Tu reconnais le beau mec de l’app, assis au comptoir, tu lui souris, il te sourit, il ressemble à sa photo en pas beau, enfin, surtout, en charisme zéro. Vaillamment, tu continues à sourire, ça se trouve il est brillant, ça se trouve il est intelligent, ça se trouve il va te faire rire et te faire grimper aux rideaux jusqu’au lendemain matin. L’espoir fait vivre.

Tu t’approches, tu vas pour lui faire la bise, il a la voix un peu pâteuse et il sent l’alcool. Bon. Bon bon bon bon bon. Il te dit qu’il revient dans cinq minutes, il a oublié un truc chez lui. OK. Il habite à deux minutes. Le mec t’a donné rendez-vous en bas de chez lui. Bon. Bon bon bon bon bon. Tu t’assois sur un tabouret haut, tu commandes un verre de vin qu’on t’amène et qui est dégueulasse comme prévu et tu te dis que tu vas repartir tout de suite. Là. Immédiatement.
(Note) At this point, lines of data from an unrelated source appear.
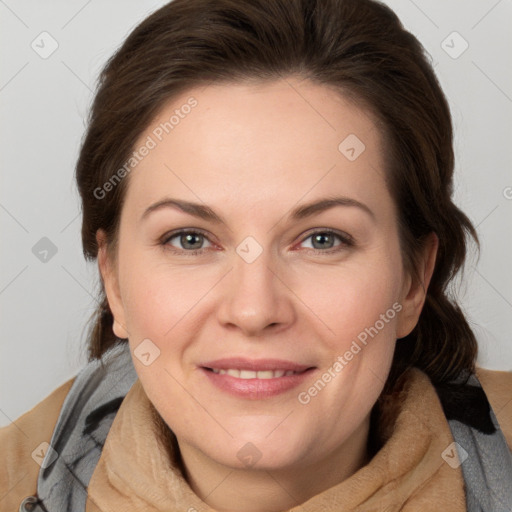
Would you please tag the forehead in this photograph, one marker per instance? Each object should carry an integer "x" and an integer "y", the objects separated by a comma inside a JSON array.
[{"x": 279, "y": 140}]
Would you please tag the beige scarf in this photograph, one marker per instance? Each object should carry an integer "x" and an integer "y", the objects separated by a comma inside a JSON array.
[{"x": 136, "y": 472}]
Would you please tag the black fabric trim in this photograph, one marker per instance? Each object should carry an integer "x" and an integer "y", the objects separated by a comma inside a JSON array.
[{"x": 468, "y": 404}]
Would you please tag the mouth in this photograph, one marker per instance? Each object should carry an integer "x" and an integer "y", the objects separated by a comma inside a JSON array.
[{"x": 255, "y": 379}]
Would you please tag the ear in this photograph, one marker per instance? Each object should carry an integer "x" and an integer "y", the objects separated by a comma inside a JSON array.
[
  {"x": 415, "y": 290},
  {"x": 110, "y": 280}
]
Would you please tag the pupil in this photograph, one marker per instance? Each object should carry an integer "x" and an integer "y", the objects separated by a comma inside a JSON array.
[
  {"x": 191, "y": 237},
  {"x": 322, "y": 237}
]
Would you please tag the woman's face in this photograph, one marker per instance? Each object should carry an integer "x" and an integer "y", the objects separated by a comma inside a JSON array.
[{"x": 264, "y": 333}]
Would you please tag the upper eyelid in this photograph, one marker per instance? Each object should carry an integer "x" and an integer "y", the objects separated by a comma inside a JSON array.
[{"x": 345, "y": 237}]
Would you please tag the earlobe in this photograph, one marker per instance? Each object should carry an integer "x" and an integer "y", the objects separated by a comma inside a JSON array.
[
  {"x": 111, "y": 285},
  {"x": 415, "y": 289}
]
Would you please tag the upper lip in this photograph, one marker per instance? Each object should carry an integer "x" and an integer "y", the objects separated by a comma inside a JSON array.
[{"x": 242, "y": 363}]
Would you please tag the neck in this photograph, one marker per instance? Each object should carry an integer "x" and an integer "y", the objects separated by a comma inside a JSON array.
[{"x": 229, "y": 489}]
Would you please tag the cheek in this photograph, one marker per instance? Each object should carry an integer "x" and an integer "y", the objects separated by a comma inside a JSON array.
[{"x": 346, "y": 301}]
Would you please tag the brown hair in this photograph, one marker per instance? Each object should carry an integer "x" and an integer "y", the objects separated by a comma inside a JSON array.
[{"x": 357, "y": 47}]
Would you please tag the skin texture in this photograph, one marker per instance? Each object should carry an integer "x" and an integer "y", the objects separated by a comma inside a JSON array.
[{"x": 253, "y": 153}]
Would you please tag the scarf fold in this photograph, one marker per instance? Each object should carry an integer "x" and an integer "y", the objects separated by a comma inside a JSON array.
[{"x": 412, "y": 471}]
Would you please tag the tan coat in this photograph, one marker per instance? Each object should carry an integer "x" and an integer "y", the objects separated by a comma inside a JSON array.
[{"x": 407, "y": 474}]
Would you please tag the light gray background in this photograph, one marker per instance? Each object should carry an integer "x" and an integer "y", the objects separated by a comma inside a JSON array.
[{"x": 45, "y": 305}]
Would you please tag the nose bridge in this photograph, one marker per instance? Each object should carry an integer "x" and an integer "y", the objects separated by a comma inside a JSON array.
[{"x": 256, "y": 297}]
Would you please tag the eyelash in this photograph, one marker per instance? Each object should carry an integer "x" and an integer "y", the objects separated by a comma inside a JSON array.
[{"x": 346, "y": 241}]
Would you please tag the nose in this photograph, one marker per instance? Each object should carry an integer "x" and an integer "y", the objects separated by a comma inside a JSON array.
[{"x": 256, "y": 299}]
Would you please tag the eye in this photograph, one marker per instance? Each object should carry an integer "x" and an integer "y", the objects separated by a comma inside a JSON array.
[
  {"x": 190, "y": 241},
  {"x": 323, "y": 241}
]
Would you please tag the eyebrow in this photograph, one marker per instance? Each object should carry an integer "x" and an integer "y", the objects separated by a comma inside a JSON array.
[{"x": 301, "y": 212}]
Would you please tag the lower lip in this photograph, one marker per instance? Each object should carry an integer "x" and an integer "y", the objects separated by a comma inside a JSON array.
[{"x": 256, "y": 389}]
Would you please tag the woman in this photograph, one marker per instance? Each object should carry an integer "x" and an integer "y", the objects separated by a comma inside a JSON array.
[{"x": 266, "y": 187}]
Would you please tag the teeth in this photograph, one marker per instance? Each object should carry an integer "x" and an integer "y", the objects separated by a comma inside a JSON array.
[{"x": 249, "y": 374}]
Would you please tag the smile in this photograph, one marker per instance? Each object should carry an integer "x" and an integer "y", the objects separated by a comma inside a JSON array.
[
  {"x": 249, "y": 374},
  {"x": 255, "y": 379}
]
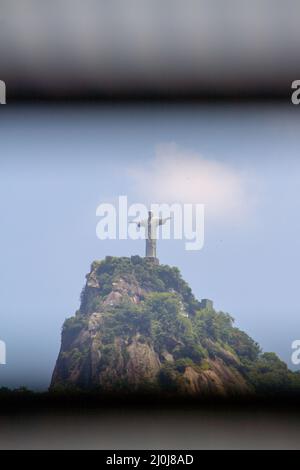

Mais en fait t’es trop bien élevée, alors tu restes, et il revient. Bon, finalement, il n’a pas la voix pâteuse, juste un accent un peu anglais, finalement c’est sexy, tu vois, t’as eu raison de rester, c’est sexy les accents, vas-y garçon, continue à parler ? (et tu coches « accent sexy » sur ta liste). Il te raconte un peu sa vie, naissance dans un pays, enfance dans un deuxième, adolescence dans un troisième (tu coches « multiculturel » sur ta liste), tout se passe bien, il parle de son boulot « nan mais je fous rien et ils me payent beaucoup, c’est trop génial » (tu coches « blindé » sur ta liste et essayes de faire taire ta conscience de sale gauchiste), il te dit « nan mais j’ai plein de diplômes, 4 licences, 3 masters, 2 doctorats » (ou l’inverse) (tu coches « pas trop con » sur ta liste), « mais en fait ça veut rien dire les diplômes, ça sert à rien » (tu vas pour cocher « modeste » sur ta liste mais non, là, quand même faut pas déconner) quand soudain « ouais du coup tu vois j’ai 38 ans et c’est la première fois que je bosse »

Ouais, je sais, t’as coché « blindé » sur ta liste mais quand même, là, toi tu fêtes les 13 ans de ta première fiche de paye alors que t’as à peine quitté la vingtaine et le mec te dit qu’il n’a JAMAIS bossé, ça commence à poser problème. Bon. Bon bon bon bon bon. Nan, mais OK, d’accord, le mec vit aux crochets de ses parents depuis 38 ans, tout va bien, ils ont payé ses études et ses clopes depuis 20 ans (VINGT ANS BORDEL) mais bon, OK, y’a des milieux où c’est normal, d’accord, et en plus il a beaucoup voyagé, OK, tu dis rien. Et là, il commence à parler politique.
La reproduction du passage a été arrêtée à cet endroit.